It’s Business, And It’s Personal

Guardrail maker vows appeal of fraud suit verdict and penalties

On Behalf of | Jun 23, 2015 | Business Litigation |

Legal assaults can come at a company from a lot of different angles. Last month, we wrote about how shareholders in a company that makes highway guardrails have raised claims of investor fraud.

Suits claim the firm failed to disclose that it was under federal investigation. The shareholders say they were denied material information that would have allowed them to better assess investment risk and they say they ended up losing money when word of the federal investigation became public.

But those are not the only legal issues this company is dealing with.
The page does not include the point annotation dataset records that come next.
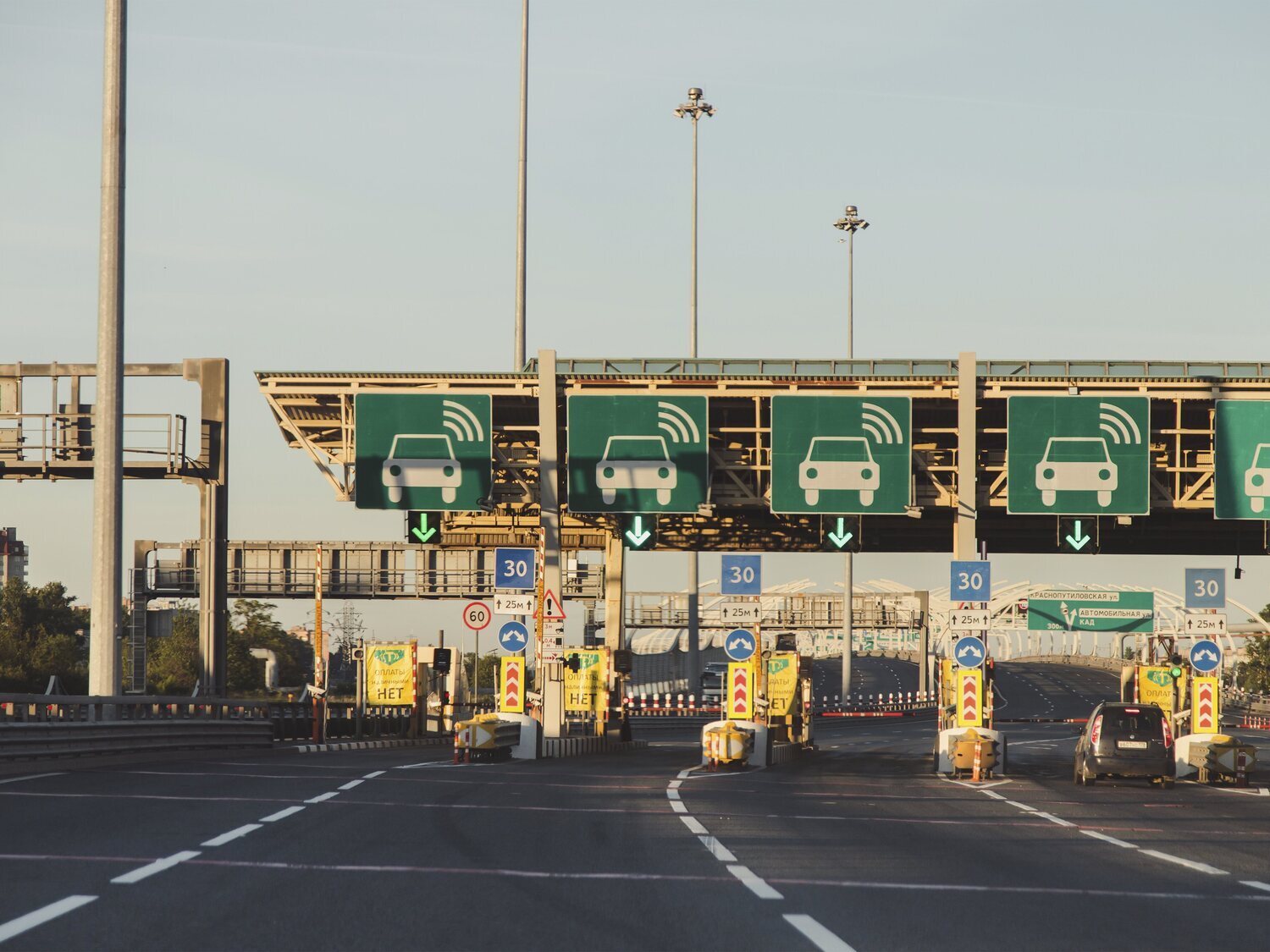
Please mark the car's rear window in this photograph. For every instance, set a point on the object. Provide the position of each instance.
(1140, 720)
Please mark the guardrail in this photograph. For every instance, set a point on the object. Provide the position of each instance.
(36, 740)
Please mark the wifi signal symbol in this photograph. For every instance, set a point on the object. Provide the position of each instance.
(461, 421)
(1118, 424)
(677, 423)
(879, 424)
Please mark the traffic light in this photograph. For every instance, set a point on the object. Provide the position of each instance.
(423, 528)
(639, 531)
(1079, 533)
(840, 533)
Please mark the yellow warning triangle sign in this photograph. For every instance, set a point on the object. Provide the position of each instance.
(551, 608)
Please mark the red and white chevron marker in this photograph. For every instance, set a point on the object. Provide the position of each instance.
(741, 690)
(1204, 706)
(969, 702)
(511, 697)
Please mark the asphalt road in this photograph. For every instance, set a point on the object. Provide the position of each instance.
(855, 847)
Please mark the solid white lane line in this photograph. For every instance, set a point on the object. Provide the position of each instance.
(754, 883)
(1113, 840)
(157, 866)
(281, 814)
(693, 824)
(817, 934)
(1188, 863)
(1059, 820)
(231, 835)
(15, 927)
(36, 777)
(718, 850)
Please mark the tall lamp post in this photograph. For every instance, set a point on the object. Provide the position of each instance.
(850, 223)
(695, 108)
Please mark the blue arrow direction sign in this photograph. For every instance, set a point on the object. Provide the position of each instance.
(1079, 538)
(968, 652)
(513, 636)
(637, 533)
(739, 645)
(423, 532)
(1206, 655)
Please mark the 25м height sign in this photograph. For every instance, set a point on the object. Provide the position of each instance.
(1079, 456)
(423, 451)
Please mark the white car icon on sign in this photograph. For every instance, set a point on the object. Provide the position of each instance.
(422, 459)
(1256, 479)
(637, 462)
(1076, 464)
(838, 464)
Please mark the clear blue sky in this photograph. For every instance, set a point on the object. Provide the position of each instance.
(332, 185)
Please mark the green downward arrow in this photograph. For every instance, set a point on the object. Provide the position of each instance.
(842, 536)
(422, 532)
(1079, 541)
(638, 535)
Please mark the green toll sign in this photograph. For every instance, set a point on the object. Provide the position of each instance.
(1079, 456)
(638, 454)
(1241, 459)
(423, 451)
(841, 454)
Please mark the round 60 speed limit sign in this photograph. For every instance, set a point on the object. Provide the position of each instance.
(477, 614)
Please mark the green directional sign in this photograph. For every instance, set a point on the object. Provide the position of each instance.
(1079, 456)
(639, 531)
(638, 454)
(841, 533)
(841, 454)
(1079, 533)
(1241, 459)
(1079, 609)
(423, 451)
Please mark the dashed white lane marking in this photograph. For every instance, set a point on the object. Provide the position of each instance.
(281, 814)
(1059, 820)
(693, 824)
(817, 934)
(155, 867)
(754, 883)
(1113, 840)
(36, 777)
(15, 927)
(231, 835)
(1188, 863)
(718, 850)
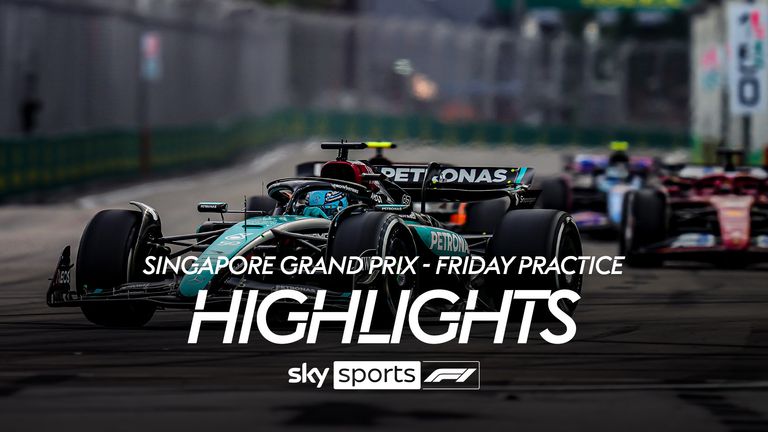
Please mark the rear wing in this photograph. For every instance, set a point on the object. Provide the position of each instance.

The firm is Trinity Industries Inc. It does business in North Carolina and a lot of other states providing guardrails that are supposed to help reduce the chance of serious injuries in motor vehicle accidents.

Some readers may be aware of news reports from last year that revealed the company is the focus of at least one personal injury suit. The claim in that case out is that the male victim of a crash lost both of his legs. He had run into a Trinity guardrail which he says should have collapsed and absorbed the impact. Instead, he says it impaled his vehicle and severed his legs.

Earlier this month, a federal judge in Texas ordered Trinity to pay $663 million. That’s because the company was found guilty of defrauding the U.S. government by selling a redesigned guardrail model. A Trinity competitor claims the new model isn’t safe and that Trinity didn’t tell government officials about the changes that had been made.

Trinity says it will appeal the decision and the penalties. But at the same time, it is named in more than 20 other personal injury claims from around the country stemming from guardrail-related accidents.

The competitor who brought the fraud suit on behalf of the government says he hopes the case leads to a recall of the product.